Os artistas (de todas as artes), quando grandes, serão lembrados por suas obras. Mas estas não encobrirão totalmente o que foram enquanto pessoas. Se canalhas, serão sempre lembrados como tal, mesmo que tenham ganhado o Nobel, o Oscar ou honraria semelhante. Até hoje se fala nos cinco filhos que Rousseau voluntariamente abandonou, sucessivamente, num orfanato, alegando, cretinamente, que o fazia pensando no bem das crianças. Ezra Pound elogiava Hitler, Heidegger também, pelo menos, inicialmente. Nunca foram perdoados. Quem esquece?

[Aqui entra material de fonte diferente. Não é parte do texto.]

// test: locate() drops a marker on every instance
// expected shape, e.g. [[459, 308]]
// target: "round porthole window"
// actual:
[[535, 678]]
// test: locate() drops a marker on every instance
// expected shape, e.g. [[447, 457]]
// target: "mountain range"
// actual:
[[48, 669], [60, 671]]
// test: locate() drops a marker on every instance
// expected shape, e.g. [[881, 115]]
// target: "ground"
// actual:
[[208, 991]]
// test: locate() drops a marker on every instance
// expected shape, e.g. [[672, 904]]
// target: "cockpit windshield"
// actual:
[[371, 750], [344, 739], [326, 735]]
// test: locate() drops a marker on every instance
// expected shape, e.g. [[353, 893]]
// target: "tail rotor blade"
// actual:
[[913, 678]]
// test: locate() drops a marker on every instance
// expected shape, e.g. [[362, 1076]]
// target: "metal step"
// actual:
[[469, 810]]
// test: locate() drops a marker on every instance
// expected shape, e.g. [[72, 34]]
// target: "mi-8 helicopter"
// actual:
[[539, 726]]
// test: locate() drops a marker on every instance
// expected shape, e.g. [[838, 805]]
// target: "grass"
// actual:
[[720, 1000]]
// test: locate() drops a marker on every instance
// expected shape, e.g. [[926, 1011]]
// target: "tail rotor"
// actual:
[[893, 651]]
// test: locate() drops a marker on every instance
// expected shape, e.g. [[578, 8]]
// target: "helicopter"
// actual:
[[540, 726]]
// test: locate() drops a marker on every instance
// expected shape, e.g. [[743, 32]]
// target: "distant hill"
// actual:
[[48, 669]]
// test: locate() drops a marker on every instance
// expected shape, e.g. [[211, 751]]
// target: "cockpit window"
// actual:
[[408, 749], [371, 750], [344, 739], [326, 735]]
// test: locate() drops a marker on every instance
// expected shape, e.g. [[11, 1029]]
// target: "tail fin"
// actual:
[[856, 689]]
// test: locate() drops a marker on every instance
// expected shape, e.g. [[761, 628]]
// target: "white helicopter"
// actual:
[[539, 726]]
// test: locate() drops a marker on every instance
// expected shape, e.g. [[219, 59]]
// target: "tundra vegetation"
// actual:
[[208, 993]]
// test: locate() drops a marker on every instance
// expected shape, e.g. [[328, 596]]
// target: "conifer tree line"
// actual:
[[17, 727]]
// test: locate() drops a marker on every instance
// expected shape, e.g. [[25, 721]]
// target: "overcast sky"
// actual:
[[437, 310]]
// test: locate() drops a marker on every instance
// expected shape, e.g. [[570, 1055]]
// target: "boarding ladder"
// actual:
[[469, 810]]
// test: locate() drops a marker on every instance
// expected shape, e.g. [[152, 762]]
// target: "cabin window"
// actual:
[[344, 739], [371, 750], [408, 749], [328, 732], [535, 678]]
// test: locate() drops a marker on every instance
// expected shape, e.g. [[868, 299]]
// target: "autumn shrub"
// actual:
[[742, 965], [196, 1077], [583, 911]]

E por aí vai. Normalmente, os homens não querem ser esquecidos. O epitáfio e a posteridade são as últimas vaidades. É compreensível. Mas talvez o melhor seja mesmo não ser lembrado, salvo pelos poucos que por acaso nos amaram em vida e apenas enquanto estes viverem. Depois disso, pode vir o esquecimento completo, aquele de que falou Manuel Bandeira no poema A morte absoluta:
“Morrer.
Morrer de corpo e alma.
Completamente.
Morrer sem deixar o triste despojo da carne,
A exangue máscara de cera,
Cercada de flores.
Que apodrecerão – felizes! – num dia,
Banhada de lágrimas
Nascidas menos de saudade do que do espanto da morte.
Morrer sem deixar porventura alma errante ...
A caminho do céu?
Mas que céu pode satisfazer teu sonho de céu?
Morrer sem deixar um sulco, um risco, uma sombra,
A lembrança de uma sombra
Em nenhum coração, em nenhum pensamento.
Em nenhuma epiderme.
Morrer tão completamente
Que um dia ao lerem o teu nome num papel
Perguntem: Quem foi? ...
Morrer mais completamente ainda,
- sem deixar sequer esse nome.”
Quem quiser ser bem lembrado depois da partida, faça por onde. Não esqueça: no fim de tudo e após tudo, seremos julgados – e lembrados – unicamente pelo amor – e nada mais.